I am currently working on the loading logic to enable the loading of stanford-nlp ColBERT models to be loaded without converting explicitly to PyLate models, so I'll also include a fix for this!

CosimoRulli commented 1 month ago

Sounds great, thank you very much!

NohTow commented 1 month ago

Hello,

This should have been fixed by #52. Feel free to report if you encounter other issues! (you have to update the lib for the fix to apply)

NohTow commented 1 month ago

@CosimoRulli did you have the chance to retry with the fix? Feel free to close the issue if it has been solved!

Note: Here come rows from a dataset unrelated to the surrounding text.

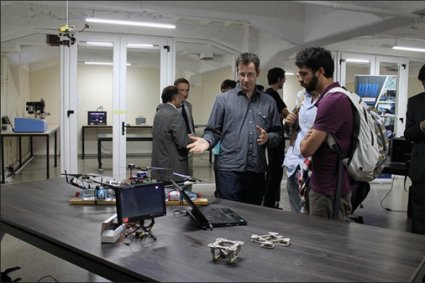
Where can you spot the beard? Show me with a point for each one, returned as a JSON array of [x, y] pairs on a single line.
[[312, 85]]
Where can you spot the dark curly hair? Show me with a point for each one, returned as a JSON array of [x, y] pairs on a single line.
[[421, 75], [275, 74], [314, 58]]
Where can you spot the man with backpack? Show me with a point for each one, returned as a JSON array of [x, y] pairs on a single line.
[[334, 117]]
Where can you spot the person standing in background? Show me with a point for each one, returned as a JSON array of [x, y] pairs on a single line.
[[245, 120], [225, 86], [301, 120], [169, 136], [276, 79], [183, 88], [415, 131], [334, 117]]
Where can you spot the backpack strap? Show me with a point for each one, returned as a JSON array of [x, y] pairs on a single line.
[[335, 148]]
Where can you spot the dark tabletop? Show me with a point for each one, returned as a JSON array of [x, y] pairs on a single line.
[[320, 250]]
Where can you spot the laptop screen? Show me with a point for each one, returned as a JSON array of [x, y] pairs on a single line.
[[139, 202], [96, 117]]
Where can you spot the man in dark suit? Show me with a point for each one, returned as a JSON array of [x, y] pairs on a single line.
[[169, 137], [183, 88], [415, 131]]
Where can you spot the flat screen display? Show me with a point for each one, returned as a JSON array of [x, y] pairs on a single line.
[[139, 202], [96, 118]]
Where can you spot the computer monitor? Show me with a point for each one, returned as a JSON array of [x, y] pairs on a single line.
[[369, 88], [96, 118], [139, 202]]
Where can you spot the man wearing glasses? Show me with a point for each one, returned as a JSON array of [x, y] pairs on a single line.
[[246, 121]]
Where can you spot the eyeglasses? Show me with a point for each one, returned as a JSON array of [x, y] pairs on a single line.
[[248, 75]]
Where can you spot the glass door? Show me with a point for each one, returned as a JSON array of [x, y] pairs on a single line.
[[393, 104], [352, 64], [143, 94]]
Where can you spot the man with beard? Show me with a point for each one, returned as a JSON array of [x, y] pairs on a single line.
[[334, 117], [246, 121]]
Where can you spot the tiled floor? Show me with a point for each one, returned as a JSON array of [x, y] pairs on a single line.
[[385, 206]]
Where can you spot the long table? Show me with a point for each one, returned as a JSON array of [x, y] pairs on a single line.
[[108, 137], [51, 131], [320, 250], [103, 127]]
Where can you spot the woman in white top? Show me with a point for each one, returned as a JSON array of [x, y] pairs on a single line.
[[294, 161]]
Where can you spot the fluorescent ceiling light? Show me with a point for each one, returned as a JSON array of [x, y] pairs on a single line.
[[97, 43], [109, 44], [405, 48], [351, 60], [135, 45], [130, 23], [101, 63]]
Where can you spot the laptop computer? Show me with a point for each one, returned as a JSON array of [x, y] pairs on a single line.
[[208, 217]]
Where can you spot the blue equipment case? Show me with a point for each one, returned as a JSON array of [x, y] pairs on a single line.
[[30, 125]]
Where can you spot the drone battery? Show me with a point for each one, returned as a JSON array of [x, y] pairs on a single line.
[[30, 125]]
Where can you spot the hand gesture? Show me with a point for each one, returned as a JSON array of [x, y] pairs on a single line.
[[262, 135]]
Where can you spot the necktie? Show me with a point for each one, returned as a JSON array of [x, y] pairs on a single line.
[[186, 120]]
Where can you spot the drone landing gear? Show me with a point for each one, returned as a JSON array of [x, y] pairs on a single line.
[[146, 230]]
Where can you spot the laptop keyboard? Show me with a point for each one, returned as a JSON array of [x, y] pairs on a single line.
[[218, 215]]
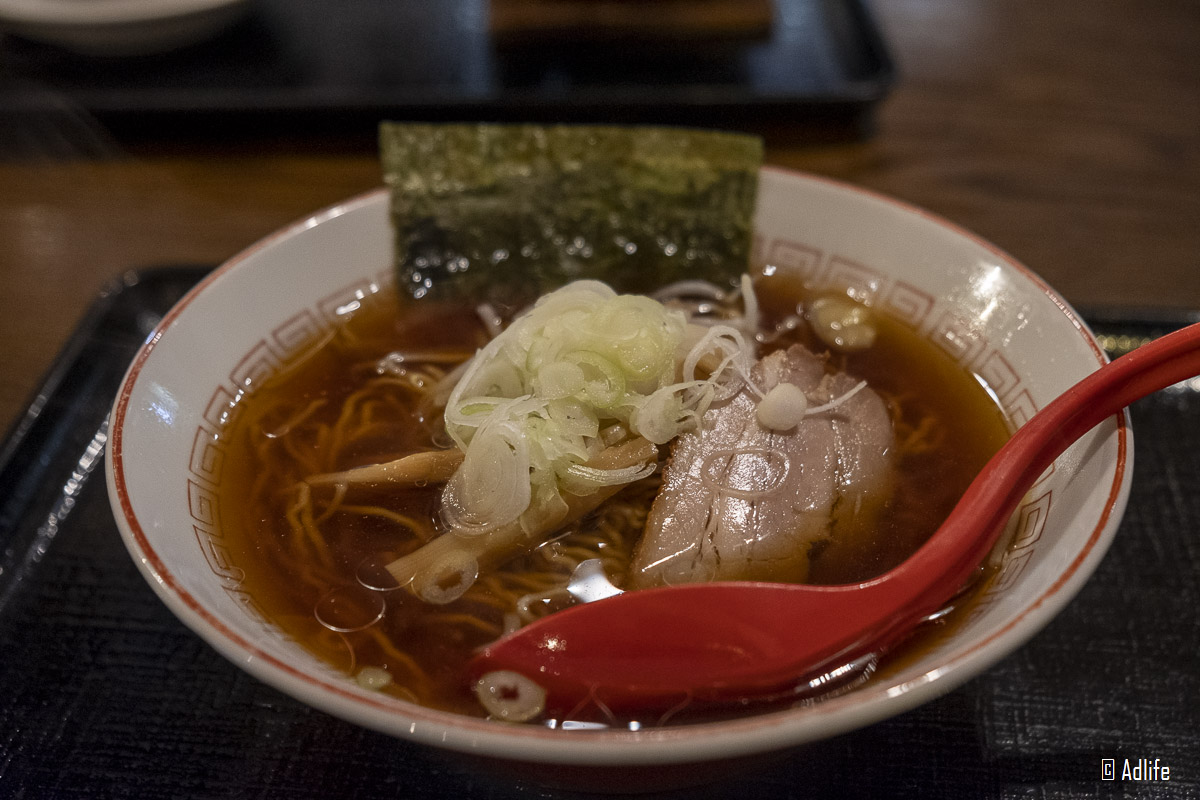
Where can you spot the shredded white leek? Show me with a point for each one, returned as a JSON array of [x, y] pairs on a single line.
[[531, 405]]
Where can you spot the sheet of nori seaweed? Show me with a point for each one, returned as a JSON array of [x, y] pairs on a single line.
[[505, 212]]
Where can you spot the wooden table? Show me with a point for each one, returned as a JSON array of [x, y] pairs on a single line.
[[1066, 132]]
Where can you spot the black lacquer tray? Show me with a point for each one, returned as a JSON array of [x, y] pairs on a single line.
[[346, 65], [105, 695]]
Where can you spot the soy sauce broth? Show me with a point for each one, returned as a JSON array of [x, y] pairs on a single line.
[[949, 421]]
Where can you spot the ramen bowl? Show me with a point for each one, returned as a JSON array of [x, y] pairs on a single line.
[[255, 314]]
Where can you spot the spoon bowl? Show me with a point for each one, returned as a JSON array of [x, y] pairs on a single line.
[[649, 651]]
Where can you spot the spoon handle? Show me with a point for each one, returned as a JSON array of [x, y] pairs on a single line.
[[985, 507]]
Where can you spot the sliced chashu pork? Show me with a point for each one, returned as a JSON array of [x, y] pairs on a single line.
[[743, 503]]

CosimoRulli commented 1 month ago

Hey, Sorry, I forgot to close the issue. Your fix solved the problem, thank you very much for your help! Just FYI, when I run the training, I get the following error, but this error does not cause the training to stop (I am currently ignoring it)

KeyError: 'scores'
Consider opening an issue on https://github.com/UKPLab/sentence-transformers/issues with this traceback.
Skipping model card creation.

I will report the performance evaluation of my model. It may be useful for you or for some of the other users. I have trained distillbert for 400k steps, lr 1e-5, batch size 32. My evaluation on nfcorpus, with k=10 yields the following results (using your evaluation script):

Metric Value
map 0.1358
ndcg@10 0.3508
ndcg@100 0.2300
recall@10 0.1671
recall@100 0.1671
NohTow commented 1 month ago

Yeah the error you are getting is something that happens in every training, it comes from the fact that, during the collation, I am removing part of the datasets not needed for inference (the ids after getting the actual texts), which are required for this function. To be honest I procrastinated fixing it because it does not hurt the training, just do not create the best looking possible card on Hugging Face, but I should fix it some day.

About the model you trained, it's hard to make estimation, but on NFCorpus, colbert-small (best ColBERT) is at 37.3 and ColBERTv2 is at 33.8 while v1 is at 30.5 (ndcg@10), so it looks pretty good!

Closing this as it seems resolved, feel free to open a new issue/comment if needed!